Mutasi Pegawai KSB Disebut Bernuansa Dendam Politik, Meritokrasi Dikorbankan?

Sumbawa Barat. Radio Arki – Kebijakan mutasi sejumlah Pegawai Tidak Tetap (PTT) di lingkungan Pemerintah Kabupaten Sumbawa Barat menuai sorotan tajam dari Edy Dwi Pawira, ST. Anggota Dewan DPRD KSB yang akrab disapa Didi itu menilai langkah tersebut sarat dengan aroma balas dendam politik, mengabaikan prinsip meritokrasi, dan berpotensi menggerus profesionalitas birokrasi.

Didi menegaskan bahwa mutasi terhadap sejumlah pegawai dinilai tidak adil, serta tidak mencerminkan tata kelola birokrasi yang profesional. Ia bahkan menyebut adanya indikasi kuat bahwa pemindahan tersebut dilatarbelakangi oleh sentimen politik pasca Pilkada.

“Kalau kita lihat fakta, masih ada rasa sentimen dendam politik. Karena rata-rata yang dimutasi itu berbeda pilihan saat Pilkada. Ini rawan menimbulkan ketidakselarasan di tengah masyarakat,” ujarnya.

Menurut Didi, kontestasi Pilkada seharusnya menjadi momentum demokrasi yang selesai begitu pemimpin terpilih ditetapkan.
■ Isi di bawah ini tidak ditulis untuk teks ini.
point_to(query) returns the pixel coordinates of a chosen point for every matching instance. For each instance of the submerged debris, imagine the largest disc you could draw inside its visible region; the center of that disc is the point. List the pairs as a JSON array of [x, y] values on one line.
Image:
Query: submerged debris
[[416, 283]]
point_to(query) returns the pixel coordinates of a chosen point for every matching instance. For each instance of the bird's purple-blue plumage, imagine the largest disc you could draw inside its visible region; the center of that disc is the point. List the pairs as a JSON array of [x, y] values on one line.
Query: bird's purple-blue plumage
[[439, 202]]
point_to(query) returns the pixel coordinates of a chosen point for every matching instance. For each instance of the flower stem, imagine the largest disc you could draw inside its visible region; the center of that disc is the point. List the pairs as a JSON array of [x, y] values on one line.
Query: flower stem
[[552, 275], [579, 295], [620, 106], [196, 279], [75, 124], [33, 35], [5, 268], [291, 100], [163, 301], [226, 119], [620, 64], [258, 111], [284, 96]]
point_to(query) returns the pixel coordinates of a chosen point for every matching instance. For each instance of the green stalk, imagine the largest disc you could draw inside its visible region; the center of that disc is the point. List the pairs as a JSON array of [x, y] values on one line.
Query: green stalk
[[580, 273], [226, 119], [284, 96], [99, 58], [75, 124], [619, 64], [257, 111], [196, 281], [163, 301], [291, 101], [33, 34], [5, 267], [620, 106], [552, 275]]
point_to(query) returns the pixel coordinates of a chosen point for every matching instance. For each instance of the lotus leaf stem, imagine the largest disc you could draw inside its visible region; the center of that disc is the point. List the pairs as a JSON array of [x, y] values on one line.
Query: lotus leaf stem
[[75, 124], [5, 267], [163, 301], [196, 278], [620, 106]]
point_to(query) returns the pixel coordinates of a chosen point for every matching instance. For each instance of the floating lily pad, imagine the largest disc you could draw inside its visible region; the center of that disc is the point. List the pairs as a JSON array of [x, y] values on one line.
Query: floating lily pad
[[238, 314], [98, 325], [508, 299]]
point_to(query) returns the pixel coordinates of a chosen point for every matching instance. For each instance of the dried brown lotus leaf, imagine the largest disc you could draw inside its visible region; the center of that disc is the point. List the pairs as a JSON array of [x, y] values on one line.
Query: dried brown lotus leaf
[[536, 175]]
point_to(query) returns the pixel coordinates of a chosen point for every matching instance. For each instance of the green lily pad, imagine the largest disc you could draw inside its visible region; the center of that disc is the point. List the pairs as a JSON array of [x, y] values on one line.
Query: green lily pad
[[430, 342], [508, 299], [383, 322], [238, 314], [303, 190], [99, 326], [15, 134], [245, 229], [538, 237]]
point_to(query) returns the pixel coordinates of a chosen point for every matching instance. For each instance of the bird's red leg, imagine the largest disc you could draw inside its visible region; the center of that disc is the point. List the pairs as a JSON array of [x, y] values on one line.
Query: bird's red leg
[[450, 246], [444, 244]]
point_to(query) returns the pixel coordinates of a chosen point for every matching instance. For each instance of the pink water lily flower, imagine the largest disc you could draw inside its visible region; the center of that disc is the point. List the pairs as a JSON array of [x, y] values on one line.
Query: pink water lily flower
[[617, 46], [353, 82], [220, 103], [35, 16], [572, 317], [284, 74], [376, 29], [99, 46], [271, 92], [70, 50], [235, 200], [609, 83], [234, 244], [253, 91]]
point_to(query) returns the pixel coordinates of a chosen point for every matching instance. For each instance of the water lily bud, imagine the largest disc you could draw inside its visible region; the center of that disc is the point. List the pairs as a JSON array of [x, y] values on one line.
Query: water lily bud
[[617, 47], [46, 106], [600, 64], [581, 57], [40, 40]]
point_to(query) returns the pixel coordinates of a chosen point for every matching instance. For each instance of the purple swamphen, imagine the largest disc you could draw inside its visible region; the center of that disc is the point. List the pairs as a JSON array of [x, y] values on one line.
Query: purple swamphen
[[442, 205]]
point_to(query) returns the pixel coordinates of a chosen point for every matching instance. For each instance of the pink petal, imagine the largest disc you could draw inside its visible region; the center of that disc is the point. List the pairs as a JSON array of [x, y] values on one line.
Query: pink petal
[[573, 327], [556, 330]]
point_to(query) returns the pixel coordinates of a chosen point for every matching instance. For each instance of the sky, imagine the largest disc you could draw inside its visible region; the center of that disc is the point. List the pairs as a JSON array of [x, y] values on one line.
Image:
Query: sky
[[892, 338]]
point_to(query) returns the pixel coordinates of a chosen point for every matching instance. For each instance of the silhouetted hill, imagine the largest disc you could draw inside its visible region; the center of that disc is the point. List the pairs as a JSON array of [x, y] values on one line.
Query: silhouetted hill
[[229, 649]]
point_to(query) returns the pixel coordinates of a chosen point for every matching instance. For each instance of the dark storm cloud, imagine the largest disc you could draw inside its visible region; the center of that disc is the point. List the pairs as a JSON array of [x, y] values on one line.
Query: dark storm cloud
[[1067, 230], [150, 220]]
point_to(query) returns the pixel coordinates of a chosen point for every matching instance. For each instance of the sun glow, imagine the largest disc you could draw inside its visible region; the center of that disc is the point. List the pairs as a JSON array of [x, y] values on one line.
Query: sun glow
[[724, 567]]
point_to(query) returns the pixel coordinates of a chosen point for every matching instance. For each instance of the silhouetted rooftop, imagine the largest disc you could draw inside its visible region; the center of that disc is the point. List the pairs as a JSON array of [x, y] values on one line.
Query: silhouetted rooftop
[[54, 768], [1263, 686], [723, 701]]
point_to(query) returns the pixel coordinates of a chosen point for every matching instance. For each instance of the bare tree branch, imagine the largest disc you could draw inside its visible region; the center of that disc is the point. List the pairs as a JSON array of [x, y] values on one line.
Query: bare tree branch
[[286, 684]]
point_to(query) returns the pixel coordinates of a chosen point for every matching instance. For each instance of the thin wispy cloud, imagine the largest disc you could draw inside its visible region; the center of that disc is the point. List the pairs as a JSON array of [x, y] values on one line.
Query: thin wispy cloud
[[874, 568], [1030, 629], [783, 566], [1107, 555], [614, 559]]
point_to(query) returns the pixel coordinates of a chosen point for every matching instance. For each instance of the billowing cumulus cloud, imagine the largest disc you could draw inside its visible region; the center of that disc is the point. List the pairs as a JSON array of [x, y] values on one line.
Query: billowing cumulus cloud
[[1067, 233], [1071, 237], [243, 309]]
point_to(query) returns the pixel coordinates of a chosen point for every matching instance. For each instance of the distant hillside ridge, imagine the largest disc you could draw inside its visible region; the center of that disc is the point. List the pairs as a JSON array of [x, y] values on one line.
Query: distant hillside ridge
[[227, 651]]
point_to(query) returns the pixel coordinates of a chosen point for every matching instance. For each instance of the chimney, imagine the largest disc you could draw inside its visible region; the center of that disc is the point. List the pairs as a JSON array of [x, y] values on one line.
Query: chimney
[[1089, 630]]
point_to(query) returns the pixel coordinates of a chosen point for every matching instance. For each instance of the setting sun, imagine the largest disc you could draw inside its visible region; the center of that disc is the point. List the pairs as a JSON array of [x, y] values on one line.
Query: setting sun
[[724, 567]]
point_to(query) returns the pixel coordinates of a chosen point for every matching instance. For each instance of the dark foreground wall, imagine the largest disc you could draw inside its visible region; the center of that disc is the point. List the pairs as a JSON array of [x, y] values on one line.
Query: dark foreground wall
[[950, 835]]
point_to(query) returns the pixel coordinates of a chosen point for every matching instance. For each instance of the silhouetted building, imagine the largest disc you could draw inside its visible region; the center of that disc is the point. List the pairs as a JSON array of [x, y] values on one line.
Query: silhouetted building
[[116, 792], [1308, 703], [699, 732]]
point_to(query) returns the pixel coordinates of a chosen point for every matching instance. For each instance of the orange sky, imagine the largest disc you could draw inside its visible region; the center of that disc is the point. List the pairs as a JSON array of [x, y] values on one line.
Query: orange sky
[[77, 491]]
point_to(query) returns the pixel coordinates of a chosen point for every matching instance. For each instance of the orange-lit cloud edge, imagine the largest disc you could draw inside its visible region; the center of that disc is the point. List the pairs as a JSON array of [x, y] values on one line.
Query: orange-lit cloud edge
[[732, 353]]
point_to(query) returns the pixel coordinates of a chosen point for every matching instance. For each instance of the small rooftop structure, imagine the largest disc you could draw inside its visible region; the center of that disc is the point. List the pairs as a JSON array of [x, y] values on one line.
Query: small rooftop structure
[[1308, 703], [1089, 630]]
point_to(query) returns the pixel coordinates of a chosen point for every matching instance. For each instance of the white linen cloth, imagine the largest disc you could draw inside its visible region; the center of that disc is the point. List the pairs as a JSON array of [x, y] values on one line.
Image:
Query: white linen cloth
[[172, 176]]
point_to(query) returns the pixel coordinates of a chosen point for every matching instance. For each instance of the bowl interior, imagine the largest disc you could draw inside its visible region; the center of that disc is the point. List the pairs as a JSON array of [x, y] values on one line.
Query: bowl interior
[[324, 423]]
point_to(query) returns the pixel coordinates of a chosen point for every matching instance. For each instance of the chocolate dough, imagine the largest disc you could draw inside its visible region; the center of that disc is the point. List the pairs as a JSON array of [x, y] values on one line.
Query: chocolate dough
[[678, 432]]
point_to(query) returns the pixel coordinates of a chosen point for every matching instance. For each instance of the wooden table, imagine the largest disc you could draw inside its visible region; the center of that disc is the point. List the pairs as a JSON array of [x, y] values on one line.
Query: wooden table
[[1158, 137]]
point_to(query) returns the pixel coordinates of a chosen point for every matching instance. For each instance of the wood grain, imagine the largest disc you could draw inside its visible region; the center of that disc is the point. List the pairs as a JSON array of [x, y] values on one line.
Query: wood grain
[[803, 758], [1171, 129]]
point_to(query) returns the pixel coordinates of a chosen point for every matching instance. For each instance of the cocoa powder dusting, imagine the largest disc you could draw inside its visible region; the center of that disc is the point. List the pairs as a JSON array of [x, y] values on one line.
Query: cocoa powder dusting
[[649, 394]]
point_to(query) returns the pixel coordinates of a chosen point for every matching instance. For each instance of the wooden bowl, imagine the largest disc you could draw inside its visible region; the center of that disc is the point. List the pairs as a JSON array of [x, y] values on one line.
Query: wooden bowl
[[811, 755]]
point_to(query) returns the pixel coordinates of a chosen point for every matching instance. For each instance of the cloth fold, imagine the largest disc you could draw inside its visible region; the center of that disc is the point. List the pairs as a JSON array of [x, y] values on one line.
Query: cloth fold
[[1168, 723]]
Namun, jika hasilnya justru dibawa ke dalam ruang birokrasi dan dijadikan alasan untuk merotasi pegawai yang dianggap berbeda pilihan politik, maka hal tersebut sangat berbahaya.

“Pilkada itu sudah selesai. Jangan sampai kita justru membuat pilkada baru di tengah birokrasi. Setelah kontestasi, mestinya kita kembali merajut harmoni, bukan melanggengkan konflik,” tegas politisi Partai Bulan Bintang (PBB) itu.

Ia kemudian mencontohkan adanya kasus mutasi yang dianggap janggal, yakni puluhan pegawai yang sebelumnya bertugas di Satuan Polisi Pamong Praja (Satpol PP), namun kemudian dipindahkan ke sekolah. Penempatan ini dinilai tidak sejalan dengan kompetensi yang dimiliki pegawai bersangkutan.

“Mutasi yang tidak sesuai dengan kemampuan tentu berdampak pada menurunnya kinerja. Ini jelas menunjukkan bahwa prinsip meritokrasi tidak dijalankan,” tegasnya.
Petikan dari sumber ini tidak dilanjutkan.